"Why does it take you so long to write a letter, Anna?" I asked my oldest child.
"It just does, Dad," she answered me, but I knew the answer without asking. The thing is that she is into calligraphy. She carefully draws letters and words into cards and on envelopes, sending off little epistles to friends of hers.
It amazes me. To graduate from medical school, you have to take a handwriting exam -- and fail it. At least that's the way it seems to those who have tried to read my scribbling that I call cursive writing.
I remember an older patient of mine watching me write something out with a shocked look on her face. "Young man," she said to me. "If I had taught you in school you would write better than that!"
"I'm sure you are right, Ms. Hilda," I told her sheepishly. Truth to tell, my teachers did the best they could with the material they were given to mold.
I suppose we can argue about whether calligraphy is worth it. Even if I wanted to write that way, I don't think I could.

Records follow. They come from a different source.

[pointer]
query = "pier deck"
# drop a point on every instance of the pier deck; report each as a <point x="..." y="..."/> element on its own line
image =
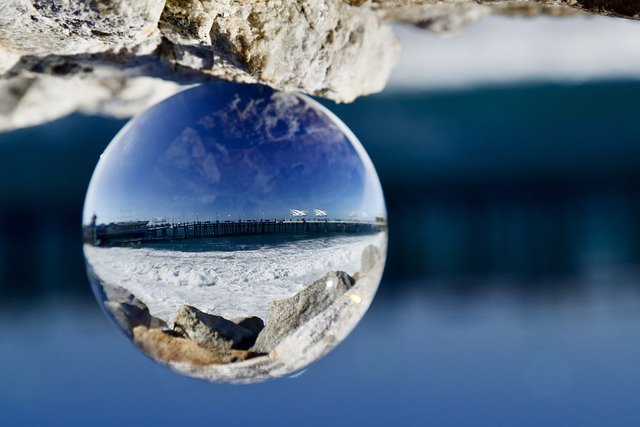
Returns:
<point x="122" y="233"/>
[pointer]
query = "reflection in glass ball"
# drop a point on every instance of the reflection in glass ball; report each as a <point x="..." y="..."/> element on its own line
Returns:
<point x="235" y="233"/>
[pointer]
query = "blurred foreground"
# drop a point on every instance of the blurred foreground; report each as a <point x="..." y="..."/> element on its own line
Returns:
<point x="516" y="301"/>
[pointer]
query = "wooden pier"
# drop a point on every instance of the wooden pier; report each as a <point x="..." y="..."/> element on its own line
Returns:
<point x="124" y="233"/>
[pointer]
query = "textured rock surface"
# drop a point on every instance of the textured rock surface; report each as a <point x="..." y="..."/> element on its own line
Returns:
<point x="128" y="311"/>
<point x="287" y="315"/>
<point x="339" y="49"/>
<point x="165" y="348"/>
<point x="213" y="332"/>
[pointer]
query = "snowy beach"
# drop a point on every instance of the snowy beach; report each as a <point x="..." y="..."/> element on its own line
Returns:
<point x="227" y="283"/>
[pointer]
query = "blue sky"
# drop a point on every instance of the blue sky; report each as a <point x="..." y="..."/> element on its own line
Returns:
<point x="226" y="150"/>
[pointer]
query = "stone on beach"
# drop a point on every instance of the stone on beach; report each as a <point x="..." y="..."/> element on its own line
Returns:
<point x="164" y="347"/>
<point x="213" y="332"/>
<point x="128" y="311"/>
<point x="287" y="315"/>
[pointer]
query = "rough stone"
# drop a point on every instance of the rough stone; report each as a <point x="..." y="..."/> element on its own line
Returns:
<point x="128" y="311"/>
<point x="213" y="332"/>
<point x="287" y="315"/>
<point x="253" y="323"/>
<point x="165" y="348"/>
<point x="369" y="259"/>
<point x="338" y="49"/>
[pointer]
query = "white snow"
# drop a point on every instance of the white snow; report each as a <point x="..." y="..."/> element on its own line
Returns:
<point x="230" y="284"/>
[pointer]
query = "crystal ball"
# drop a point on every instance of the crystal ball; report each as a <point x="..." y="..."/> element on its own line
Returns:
<point x="235" y="233"/>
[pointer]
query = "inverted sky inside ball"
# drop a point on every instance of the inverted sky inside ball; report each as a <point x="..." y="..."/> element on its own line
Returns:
<point x="225" y="225"/>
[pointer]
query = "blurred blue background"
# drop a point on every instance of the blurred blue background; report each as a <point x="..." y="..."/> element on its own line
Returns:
<point x="511" y="294"/>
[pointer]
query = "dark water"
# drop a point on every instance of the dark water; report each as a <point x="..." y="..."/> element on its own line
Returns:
<point x="511" y="295"/>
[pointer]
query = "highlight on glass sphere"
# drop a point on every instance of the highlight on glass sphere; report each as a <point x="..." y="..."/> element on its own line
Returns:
<point x="235" y="233"/>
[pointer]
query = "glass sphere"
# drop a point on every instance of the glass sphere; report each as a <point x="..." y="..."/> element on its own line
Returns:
<point x="235" y="233"/>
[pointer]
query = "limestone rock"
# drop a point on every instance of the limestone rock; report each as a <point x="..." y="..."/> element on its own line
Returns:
<point x="166" y="348"/>
<point x="369" y="259"/>
<point x="213" y="332"/>
<point x="287" y="315"/>
<point x="253" y="323"/>
<point x="128" y="311"/>
<point x="338" y="49"/>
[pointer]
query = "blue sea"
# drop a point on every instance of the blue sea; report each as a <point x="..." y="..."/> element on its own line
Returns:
<point x="511" y="294"/>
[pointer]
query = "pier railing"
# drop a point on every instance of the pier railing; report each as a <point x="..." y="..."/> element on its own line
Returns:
<point x="124" y="233"/>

It is a beautiful thing to turn a letter into a special thing. Ecclesiastes tells us that, "He has made everything beautiful in His time..."
We have only to look around us to see the effort God put into the smallest and largest parts of Creation. Whether you are using a microscope or a telescope, there is a loveliness in Nature that didn't just happen by chance.
A bigger question comes to me, "How much effort do I make at beautifying the lives of those around me?"
I may not be able to write beautiful handwritten letters, but there are many things that I can say and do to make 2021 a beautiful place of those who know me.
To magnify the beauty is a resolution that I would make for 2021.